Огород, сенокос и другая работа – все ложилось, в основном, на плечи отца. Он работал на полторы ставки, был путеобходчиком на железной дороге, уходя в стужу и дождь на дежурство осматривать состояние рельсового пути на своем участке. Наш отец на Отечественной войне не был, имея броню железнодорожника. С него, думается, хватило участия в первой мировой и Гражданской войнах. Но и жизнь в тылу в 1941–1945 годы была чрезвычайно тяжела, особенно для многосемейных родителей. И понятно было всеобщее ликование, когда отец ранним весенним утром пришел домой с известием о победе. Он получил медаль, на которой было выбито: «Наше дело правое, мы победили».

Наш род

Дворяне, бояре, князья весьма чтят свои родословные, досконально знают своих пращуров. На этой почве в допетровские времена цвел пышным цветом институт местничества – государь должен был должности, привилегии, почести воздавать в соответствии со знатностью подданного. Упраздненное официально ещё при Федоре Алексеевиче местничество долго ещё давало о себе знать, оно имело значение.

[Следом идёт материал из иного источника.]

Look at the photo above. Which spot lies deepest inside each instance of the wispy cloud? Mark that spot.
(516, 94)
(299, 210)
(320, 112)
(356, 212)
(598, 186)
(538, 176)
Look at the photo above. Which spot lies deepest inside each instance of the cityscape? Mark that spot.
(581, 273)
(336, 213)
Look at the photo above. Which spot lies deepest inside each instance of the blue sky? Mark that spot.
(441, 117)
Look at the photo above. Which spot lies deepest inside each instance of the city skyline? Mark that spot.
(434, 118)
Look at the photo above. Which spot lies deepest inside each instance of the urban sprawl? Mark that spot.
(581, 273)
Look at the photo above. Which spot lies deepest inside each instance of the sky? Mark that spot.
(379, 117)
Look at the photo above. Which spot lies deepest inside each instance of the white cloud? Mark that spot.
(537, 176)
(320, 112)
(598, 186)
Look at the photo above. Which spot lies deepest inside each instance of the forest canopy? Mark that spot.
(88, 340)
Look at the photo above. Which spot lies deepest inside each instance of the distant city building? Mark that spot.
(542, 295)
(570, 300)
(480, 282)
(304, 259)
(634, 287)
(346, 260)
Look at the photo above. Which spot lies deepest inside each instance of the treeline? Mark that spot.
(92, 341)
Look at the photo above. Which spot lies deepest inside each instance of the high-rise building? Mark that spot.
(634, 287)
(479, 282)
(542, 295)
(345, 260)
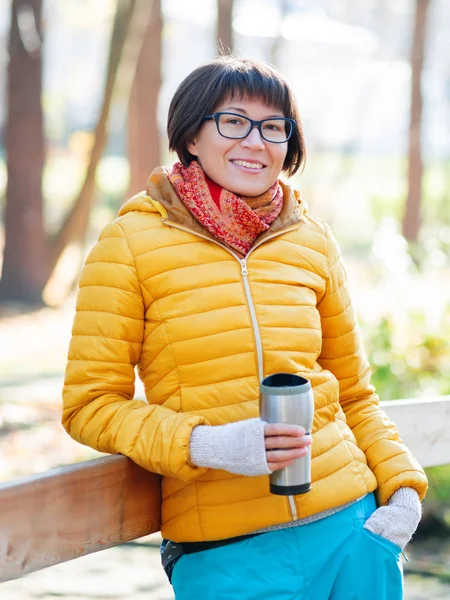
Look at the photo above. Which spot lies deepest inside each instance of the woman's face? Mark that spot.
(247, 167)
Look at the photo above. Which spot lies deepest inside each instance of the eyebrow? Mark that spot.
(242, 110)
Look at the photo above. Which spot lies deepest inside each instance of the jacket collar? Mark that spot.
(159, 189)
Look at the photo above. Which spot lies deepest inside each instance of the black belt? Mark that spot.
(191, 547)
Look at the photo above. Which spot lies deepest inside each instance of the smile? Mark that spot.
(248, 165)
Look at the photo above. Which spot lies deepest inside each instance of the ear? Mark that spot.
(192, 147)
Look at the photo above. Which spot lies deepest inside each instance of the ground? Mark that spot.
(32, 358)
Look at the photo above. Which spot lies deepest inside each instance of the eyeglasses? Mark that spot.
(237, 127)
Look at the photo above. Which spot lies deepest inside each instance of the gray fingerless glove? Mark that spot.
(236, 447)
(398, 520)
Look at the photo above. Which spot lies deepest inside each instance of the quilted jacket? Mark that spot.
(203, 326)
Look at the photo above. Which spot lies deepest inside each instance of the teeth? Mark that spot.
(244, 163)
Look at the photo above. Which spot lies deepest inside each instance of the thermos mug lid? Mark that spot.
(286, 384)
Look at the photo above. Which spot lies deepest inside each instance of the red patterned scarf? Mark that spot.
(234, 220)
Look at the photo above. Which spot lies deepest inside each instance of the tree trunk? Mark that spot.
(75, 224)
(25, 252)
(225, 26)
(412, 215)
(143, 135)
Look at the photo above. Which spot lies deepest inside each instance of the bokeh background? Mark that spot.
(84, 91)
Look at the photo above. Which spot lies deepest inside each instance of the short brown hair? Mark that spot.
(227, 76)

Что касается крестьянства, то, как это ни прискорбно, память о предках у крестьян как бы не была востребована, поскольку за крестьянскую «родовитость» ни чинов, ни званий крестьянину не давалось, хоть, может быть, его предки на самого Рюрика работали. К тому же в силу неграмотности крестьян записей о крестьянских предках не велось. Память в лучшем случае хранила деда. Прадед уже представлялся совсем туманно, да это и понятно: в крестьянском деле выдающихся событий не происходит – изо дня в день достаточно однообразный труд, различающийся только в соответствии с временем года. До прадедов ли тут?

Однако интерес к крестьянской династии есть, в настоящее время он проявляется всё больше: любознательные, грамотные и эрудированные дети и внуки всё чаще задают вопросы о своих предках. И это хорошо, потому что нация имеет право на жизнь, если она хранит память о пращурах своих, о могилах своих предков. По отцовской линии нашим родоначальником был

Яков, предположительно 1830 года рождения. Жил он при крепостном праве, верил в бога, пахал, сеял и плотничал.

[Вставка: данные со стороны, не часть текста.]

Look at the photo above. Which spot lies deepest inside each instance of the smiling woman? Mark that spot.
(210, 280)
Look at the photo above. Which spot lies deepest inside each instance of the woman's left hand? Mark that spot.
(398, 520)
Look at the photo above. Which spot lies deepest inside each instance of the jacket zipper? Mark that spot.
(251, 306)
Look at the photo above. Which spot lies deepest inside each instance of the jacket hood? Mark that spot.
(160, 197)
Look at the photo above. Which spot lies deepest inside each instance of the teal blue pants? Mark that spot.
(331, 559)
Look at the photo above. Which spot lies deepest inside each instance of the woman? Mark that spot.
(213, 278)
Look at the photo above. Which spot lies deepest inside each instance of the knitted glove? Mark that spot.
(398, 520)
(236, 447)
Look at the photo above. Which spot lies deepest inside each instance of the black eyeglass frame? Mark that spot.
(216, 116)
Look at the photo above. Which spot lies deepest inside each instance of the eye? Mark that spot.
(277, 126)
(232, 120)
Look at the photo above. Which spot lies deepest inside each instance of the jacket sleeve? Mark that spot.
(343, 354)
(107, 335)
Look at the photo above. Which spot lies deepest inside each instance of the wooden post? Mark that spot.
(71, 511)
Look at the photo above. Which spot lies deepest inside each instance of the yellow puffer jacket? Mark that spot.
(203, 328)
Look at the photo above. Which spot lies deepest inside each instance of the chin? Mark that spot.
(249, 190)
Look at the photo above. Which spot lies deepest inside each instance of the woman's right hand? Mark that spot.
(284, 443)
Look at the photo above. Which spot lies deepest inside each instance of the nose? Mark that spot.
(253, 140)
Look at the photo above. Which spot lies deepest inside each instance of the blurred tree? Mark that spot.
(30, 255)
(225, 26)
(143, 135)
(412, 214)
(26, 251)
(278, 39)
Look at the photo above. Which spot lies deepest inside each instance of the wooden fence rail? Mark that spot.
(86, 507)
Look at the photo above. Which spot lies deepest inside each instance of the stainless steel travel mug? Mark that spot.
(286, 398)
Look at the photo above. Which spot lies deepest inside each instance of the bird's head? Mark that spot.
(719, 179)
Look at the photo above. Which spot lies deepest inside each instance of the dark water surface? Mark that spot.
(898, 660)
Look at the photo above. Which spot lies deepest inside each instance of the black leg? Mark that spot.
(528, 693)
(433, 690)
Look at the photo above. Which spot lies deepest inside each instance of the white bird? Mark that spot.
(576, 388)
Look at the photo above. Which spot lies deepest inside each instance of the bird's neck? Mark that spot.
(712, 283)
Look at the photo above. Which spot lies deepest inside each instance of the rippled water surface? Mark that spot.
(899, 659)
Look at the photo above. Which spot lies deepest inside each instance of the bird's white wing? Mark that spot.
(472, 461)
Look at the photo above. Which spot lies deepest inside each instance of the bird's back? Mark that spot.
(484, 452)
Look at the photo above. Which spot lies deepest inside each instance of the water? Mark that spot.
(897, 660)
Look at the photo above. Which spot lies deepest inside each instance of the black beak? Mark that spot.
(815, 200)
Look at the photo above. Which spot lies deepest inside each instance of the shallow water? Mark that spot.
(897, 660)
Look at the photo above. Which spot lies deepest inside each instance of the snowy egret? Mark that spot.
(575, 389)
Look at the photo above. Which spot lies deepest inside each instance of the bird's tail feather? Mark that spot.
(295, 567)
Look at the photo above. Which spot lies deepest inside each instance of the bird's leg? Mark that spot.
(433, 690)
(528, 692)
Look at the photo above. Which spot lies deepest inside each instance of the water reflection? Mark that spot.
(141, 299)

Имя его жены не сохранилось. Известно, что он с сыном Евгением в 1880-х годах посреди деревни Якунино Свиньинской волости Галического уезда Костромской губернии построил дом в два этажа. Дом был «наряжен», как у нас говорили, т. е. обшит досками. Окна в наличниках. Сбоку был пристроен ещё один дом, но он назывался светелкой, печки там не было. Далее была боковая избушка величиной с небольшой дом размерами в плане 4,5 на 6 м, где размещалась русская печь внушительных размеров. Сзади дома был пристроен свинарник, а сбоку двора – конюшня. Дом сохранился до 1950-х годов. Возвратимся к истории нашего пращура – Якова

Смирнова. Семейное предание сохранило ужасную историю, которая с ним приключилась. Зимним днем он поехал на лошади, запряженной в сани, в лес по дрова. Смеркалось, а его всё нет. Потом домой пришла лошадь без хозяина. По следам пошли в лес, и нашли Якова лежащим в крови на снегу, а рядом с ним с перерезанным горлом лежала огромная медведица. С затылка и лица пращура была содрана кожа, т. е. снят как бы скальп. Потерпевшего срочно повезли на санях в Галич, затем в Кострому. Всё кончилось для него относительно благополучно, он остался жив. Из его рассказа следовало, что, выбирая в лесу сухое дерево, он провалился в яму, которая оказалась берлогой медведицы. Выскочивший зверь набросился на крестьянина. Его спас нож, висевший в ножнах на поясе. Ножом он и защищался от матерого зверя. Можно только удивляться его мужеству и силе.